Did any of it work? Who knows? But as an old friend of ours used to say, “We have to do something, even if it’s wrong.”
We all know the dangers. Linux always has been and always will be vulnerable to hackers and crackers and viruses and trojans and root kits — that’s just the nature of software that’s constantly facing the network. There’s never been a lock that can’t be picked; there will never be an operating system that can’t be hacked. For a variety of reasons we don’t need to go into here, Linux is inherently safer than either Windows or OS X — but dollars to doughnuts, there are serious vulnerabilities on this latest and greatest version of Linux we’re using to write this article that are just waiting to be discovered. We’re just hoping to get lucky and that the good guys discover them first and issue patches before the bad guys got game.
Long before the end of the twentieth century, the antivirus guys were fighting a whack-a-mole battle — and that was in the days before the bad guys had the sophistication to write malware that could hide, constantly rewrite itself to avoid matching a definition, or to return seemingly by magic after being deleted. There is just too much malware being created for even a hard drive loaded with definitions to handle. For a while it seemed as if heuristics were the answer, until it became obvious that much of what we do on our computers looks like bad behavior to a halfway effective heuristics program.
For Linux, as well as Windows, good firewalls seem to be the best solution — either properly configured iptables on an individual Linux box, or for more security, a separate Linux box set up to pull full time duty as a gateway firewall.
But what if we are wrong?
If Starks was willing to experiment with Avast on his home computer, did that mean the time had come for us to overtax our system resources and bog our computers down with system scans and the daily updating of virus definitions? We put the question to you in a poll, asking, “Should an antivirus program be used on desktop GNU/Linux?” You answered, unequivocally, no.
Five hundred forty-three of you voted, and a whopping 60 percent of you — that’s 326 votes if you’re filling in the box scores — saying no antivirus for you.
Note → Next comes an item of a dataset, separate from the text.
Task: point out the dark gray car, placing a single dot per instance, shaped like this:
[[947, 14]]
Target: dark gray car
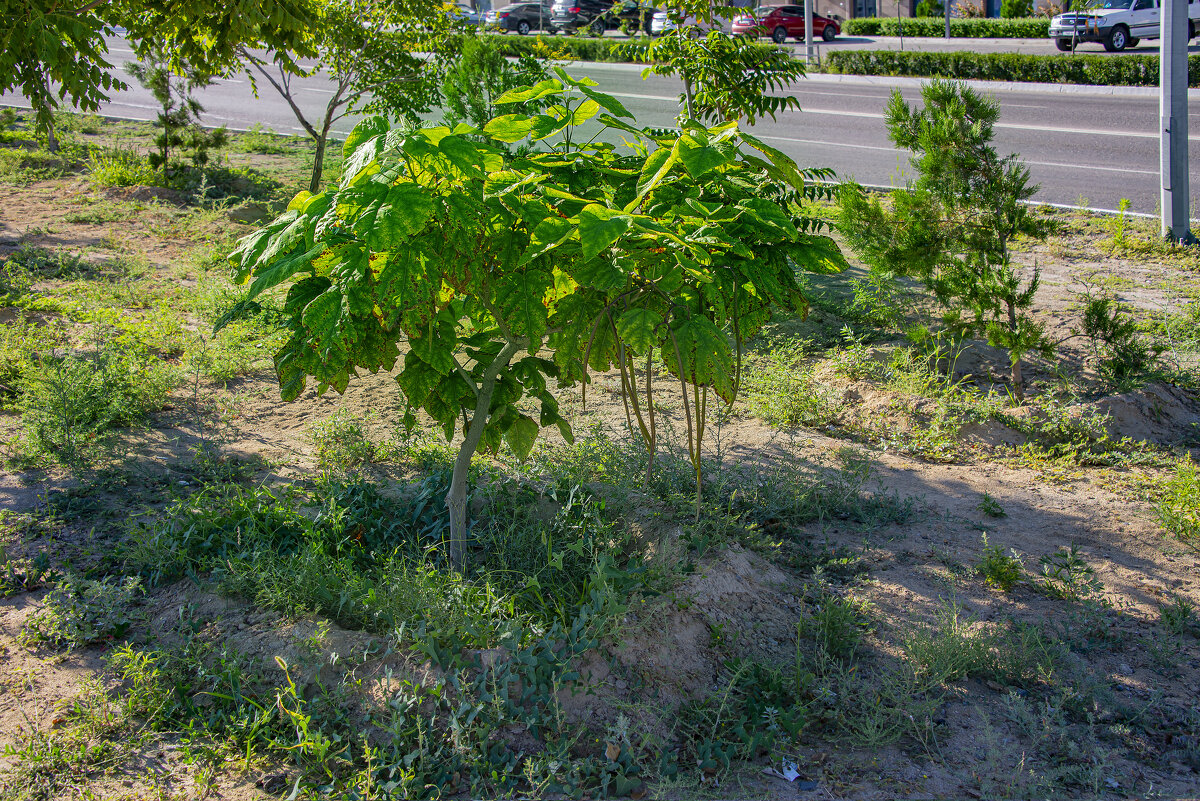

The yes votes didn’t even come close. Only 24.5 percent — 133 votes — said that antivirus should be used on desktop GNU/Linux. The “I don’t know” answer was chosen by 15.5 percent — or 84 votes, so you’re not wishy-washy on this issue.
We first displayed the poll in Starks’ column on his experience with Avast, and the comments pretty much mirrored the results of the poll itself, and also mirrored our already held misgivings on proprietary antivirus. As usual, our readers also came up with some advice to offer, like this from a reader with the username Mike:
“The best is to run as little software as possible and remove everything you don’t use — even if the distro installs it by default. This is why servers typically have a minimal software install…to reduce the attackable surface of the machine. Fewer programs means fewer possible vulnerabilities. Beyond that, use defense in depth by running good firewall rules from a machine with a known good software image (preferably on an open source router like OpenWrt). Check logs (yes, you have to). If you expose any services to the Internet like a web server or even SSH, then take the time to look up the best security practices for that particular application, e.g. using public key for SSH and disabling password based logins. Take the time to configure fail2ban for any of those network services you must run to prevent brute force attacks.
“We think of Linux as being secure out of the box, but this is rarely true. For example, Debian defaults to having no firewall rules and runs network services used by NFS by default. Very bad practices.”
Reader David Lane had this to say:
“[A]ntivirus provides a false sense of security, mostly for uninformed computer users. It seems to me that the best thing that antivirus offers is a vendor to blame when it doesn’t work and a computer gets infected. I’ve been running Linux on all my computers (and devices) since 1994 and have never felt concerned about viruses as such. Other sorts [of] vulnerabilities are worthy of concern, but antivirus is a dubious cure that’s usually much worse than the ‘disease.'”
While John VanVliet offered this creatively phrased observation:
“After 10 years of running linux OSes as my primary Desktop.
Fedora, OpenSUSE, CentOS, Scientific Linux, Debian
running XP, Win7
i have only had 3 infections on windows
2 of them 80 % of the web and windows users got
ZERO on linux
so in the last 16 years 3 to 0
is a GOOD ratio”
Then there was Jameson, who wondered: “How much did Avast pay for this article?”